Yep, those burgers were from last year’s hunting trip. I thought they were pretty tasty, but there seemed to be a lot of wrinkled noses on the women and a bunch of partly eaten burgers and buns in the garbage from late-comers who missed out on the beef. Everybody just blamed Bob for bad cooking though. Bob didn’t care, though, he’d brought a cooler full of beer and was getting happier by the moment. He didn’t even notice when Duncan elbowed him aside and took over grilling duties. Somebody had to save what hot dogs were left from the ravages of the grill and an oblivious Bob.
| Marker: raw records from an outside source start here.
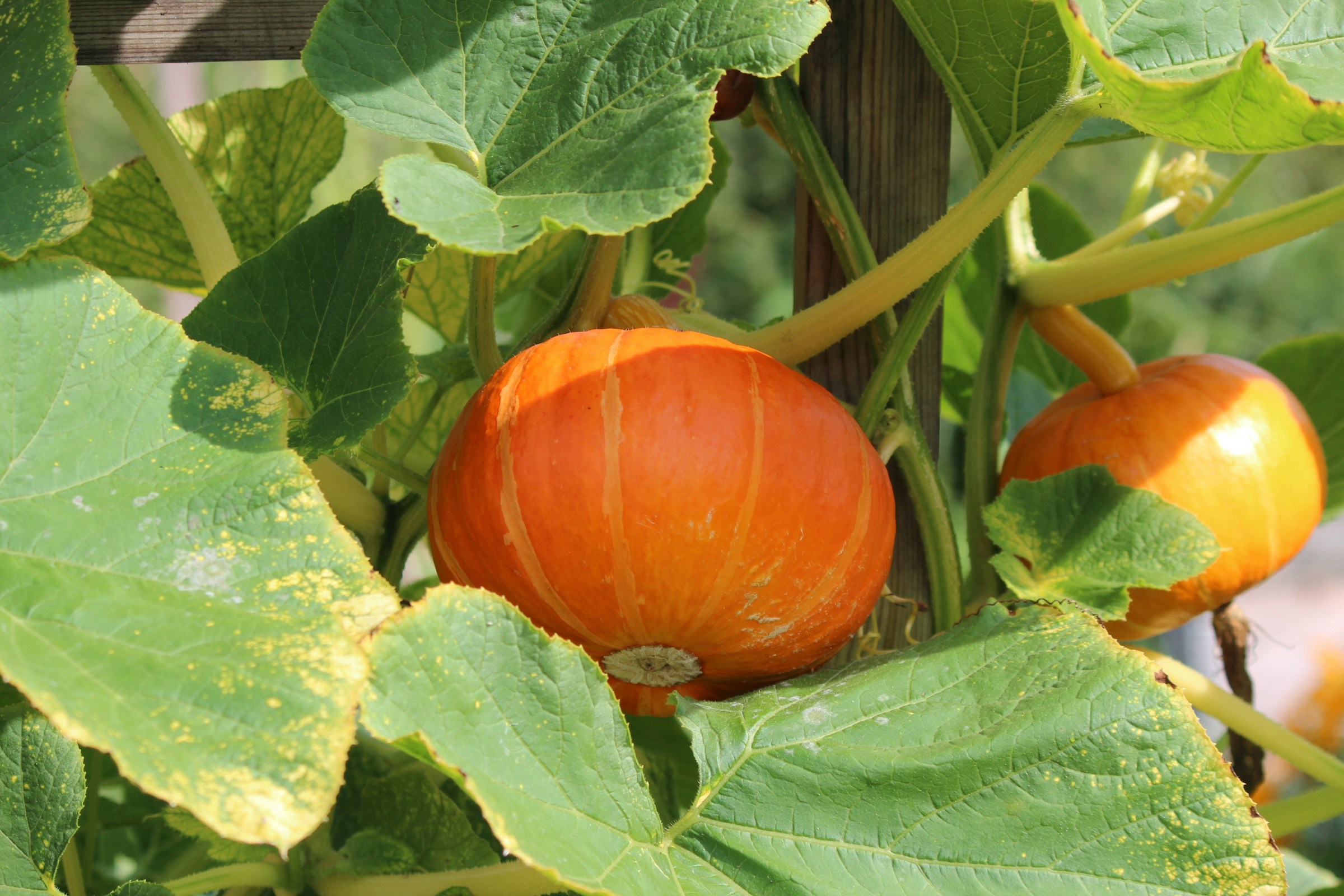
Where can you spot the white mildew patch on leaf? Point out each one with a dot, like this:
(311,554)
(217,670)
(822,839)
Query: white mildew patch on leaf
(1089,539)
(42,198)
(1242,76)
(260,155)
(42,792)
(1314,367)
(570,113)
(174,589)
(1005,63)
(1023,752)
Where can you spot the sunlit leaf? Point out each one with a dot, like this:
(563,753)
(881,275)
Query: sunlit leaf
(1242,76)
(566,113)
(172,586)
(260,155)
(42,197)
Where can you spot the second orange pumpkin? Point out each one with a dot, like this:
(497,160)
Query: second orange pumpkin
(1211,435)
(696,515)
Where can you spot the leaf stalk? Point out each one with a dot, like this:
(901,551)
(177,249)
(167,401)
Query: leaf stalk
(480,318)
(1121,270)
(812,329)
(192,200)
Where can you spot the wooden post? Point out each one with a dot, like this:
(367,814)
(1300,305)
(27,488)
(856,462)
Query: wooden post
(886,122)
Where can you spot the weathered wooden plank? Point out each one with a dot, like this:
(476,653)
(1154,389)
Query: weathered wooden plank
(886,122)
(128,31)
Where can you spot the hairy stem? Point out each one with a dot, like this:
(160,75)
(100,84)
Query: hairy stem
(480,318)
(190,199)
(984,432)
(635,265)
(1143,184)
(242,875)
(1090,348)
(421,422)
(395,472)
(1121,270)
(506,879)
(355,507)
(1299,813)
(595,291)
(1248,722)
(812,329)
(892,365)
(1127,231)
(1226,194)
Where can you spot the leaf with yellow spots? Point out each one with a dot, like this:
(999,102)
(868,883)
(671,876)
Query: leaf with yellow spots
(42,790)
(42,198)
(260,155)
(174,590)
(1020,753)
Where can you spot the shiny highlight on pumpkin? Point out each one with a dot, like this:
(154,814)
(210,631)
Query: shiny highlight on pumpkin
(1214,436)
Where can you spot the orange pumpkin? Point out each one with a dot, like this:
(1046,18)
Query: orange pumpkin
(691,512)
(1211,435)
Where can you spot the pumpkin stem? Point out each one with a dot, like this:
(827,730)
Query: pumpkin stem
(1093,349)
(654,664)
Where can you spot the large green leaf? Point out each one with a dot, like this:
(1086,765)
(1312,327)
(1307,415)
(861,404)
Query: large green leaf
(1005,63)
(42,197)
(1314,368)
(1244,76)
(1023,752)
(321,312)
(1061,230)
(660,254)
(42,792)
(260,153)
(438,285)
(172,586)
(569,113)
(1088,539)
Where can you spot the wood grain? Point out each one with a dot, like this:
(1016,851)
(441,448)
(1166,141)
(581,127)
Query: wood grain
(138,31)
(886,122)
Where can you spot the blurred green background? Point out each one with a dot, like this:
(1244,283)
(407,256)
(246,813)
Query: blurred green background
(746,269)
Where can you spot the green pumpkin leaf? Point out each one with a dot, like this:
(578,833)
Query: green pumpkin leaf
(1244,77)
(42,792)
(440,416)
(1005,63)
(321,312)
(666,248)
(1089,539)
(1314,367)
(174,589)
(1061,230)
(260,155)
(373,852)
(568,113)
(42,197)
(438,285)
(218,848)
(412,810)
(1076,769)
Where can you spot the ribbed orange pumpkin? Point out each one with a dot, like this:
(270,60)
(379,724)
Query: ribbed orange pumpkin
(691,512)
(1211,435)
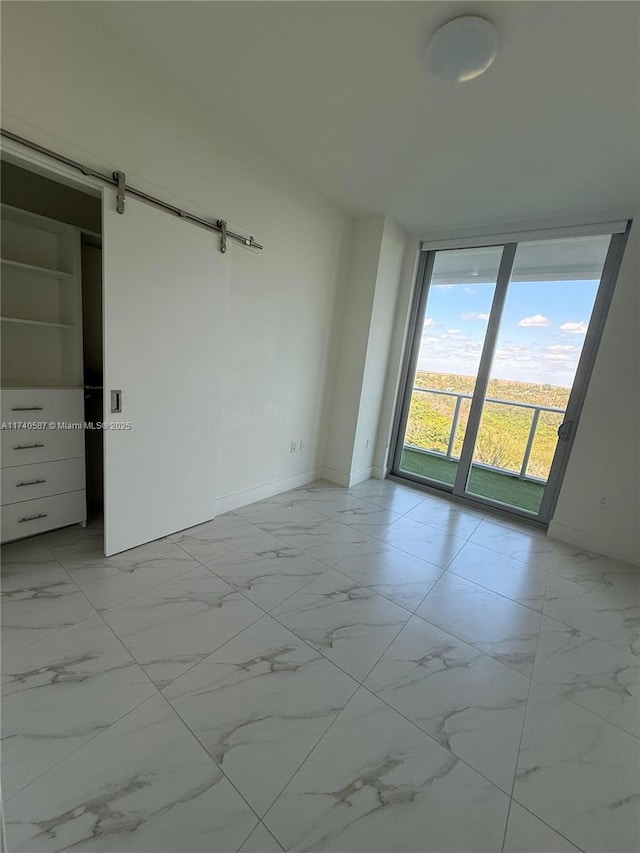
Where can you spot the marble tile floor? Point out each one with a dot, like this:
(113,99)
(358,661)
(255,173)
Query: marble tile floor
(359,670)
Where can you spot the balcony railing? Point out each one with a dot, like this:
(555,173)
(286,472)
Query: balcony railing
(537,409)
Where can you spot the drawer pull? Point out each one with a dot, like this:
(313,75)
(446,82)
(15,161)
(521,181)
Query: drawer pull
(32,517)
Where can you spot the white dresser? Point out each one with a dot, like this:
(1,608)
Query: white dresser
(43,463)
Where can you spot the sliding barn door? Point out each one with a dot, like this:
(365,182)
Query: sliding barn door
(165,305)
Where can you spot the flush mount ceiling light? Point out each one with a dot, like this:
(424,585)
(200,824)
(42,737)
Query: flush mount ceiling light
(462,49)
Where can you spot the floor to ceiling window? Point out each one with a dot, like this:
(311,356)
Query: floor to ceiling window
(503,338)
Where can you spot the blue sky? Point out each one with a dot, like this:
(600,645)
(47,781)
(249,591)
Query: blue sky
(540,339)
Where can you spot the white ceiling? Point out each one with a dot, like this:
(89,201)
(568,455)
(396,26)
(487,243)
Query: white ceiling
(337,91)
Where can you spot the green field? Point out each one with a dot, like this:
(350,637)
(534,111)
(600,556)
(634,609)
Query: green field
(504,429)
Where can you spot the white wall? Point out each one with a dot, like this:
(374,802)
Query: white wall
(67,87)
(351,338)
(367,451)
(363,335)
(605,460)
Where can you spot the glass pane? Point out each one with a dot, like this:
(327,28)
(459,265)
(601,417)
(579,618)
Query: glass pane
(452,336)
(547,311)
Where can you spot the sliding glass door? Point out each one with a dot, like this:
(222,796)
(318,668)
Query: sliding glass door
(503,341)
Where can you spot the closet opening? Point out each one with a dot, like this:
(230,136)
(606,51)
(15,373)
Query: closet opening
(52,355)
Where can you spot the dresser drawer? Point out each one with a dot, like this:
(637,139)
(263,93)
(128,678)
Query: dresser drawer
(36,516)
(42,404)
(27,446)
(26,482)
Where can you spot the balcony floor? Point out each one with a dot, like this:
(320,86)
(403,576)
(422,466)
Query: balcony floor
(489,484)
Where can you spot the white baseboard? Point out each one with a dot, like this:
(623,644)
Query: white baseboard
(624,551)
(360,476)
(268,490)
(334,476)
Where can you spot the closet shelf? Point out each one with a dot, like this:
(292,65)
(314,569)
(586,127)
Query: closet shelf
(36,322)
(43,271)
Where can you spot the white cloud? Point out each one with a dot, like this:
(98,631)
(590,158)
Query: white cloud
(574,328)
(534,321)
(562,348)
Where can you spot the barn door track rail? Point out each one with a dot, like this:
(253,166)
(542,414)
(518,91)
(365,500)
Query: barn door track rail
(118,180)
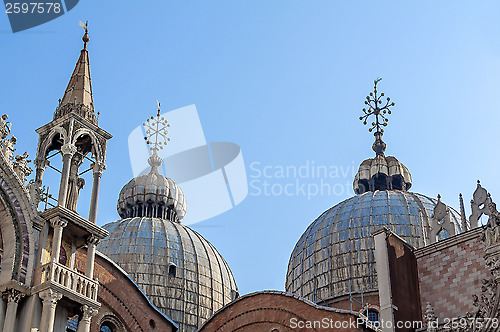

After the meal, Bob decided he’d wander over and see how the kiddies were doing. I’m not sure if it was just the kid in Bob or the beer in him, but Bob decided it would be cool to go down one of those inflatable slides. Those slides are not meant for adult use. That didn’t stop Bob. Up he went to the top. Once there, he didn’t just sit and slide down... he launched himself and landed about a third of the way down the slide. There was a tremendous “BANG” and all the air went out of the slide suddenly, depositing Bob square on his rump from about four feet in the air. I wonder what that cost Bob. We never did find out.

Yep, the Bob factor at work.

As we stood there reminiscing, Bob wandered up. “Hey... whatcha talking about?”

Duncan, never one to mince words, instantly replied, “The Bob factor. You’re not cooking at the back-to-school bash, are ya?”

Bob looked downcast. “No... I volunteered, but the president declined the offer. Seems a shame to just let that big grill sit in my yard.”

“Did he also tell you to stay off the kiddie toys?”

“You know, you guys are mean... that was an accident.”

“Nope,” Duncan intoned, “that was the Bob factor.”

Bob just wandered off without saying another word.

“I think you hurt his feelings,” I offered.

“Not possible,” Duncan replied and then yelled, “Hey Bob! See ya at the bash!”

Bob waved, but he only used one finger.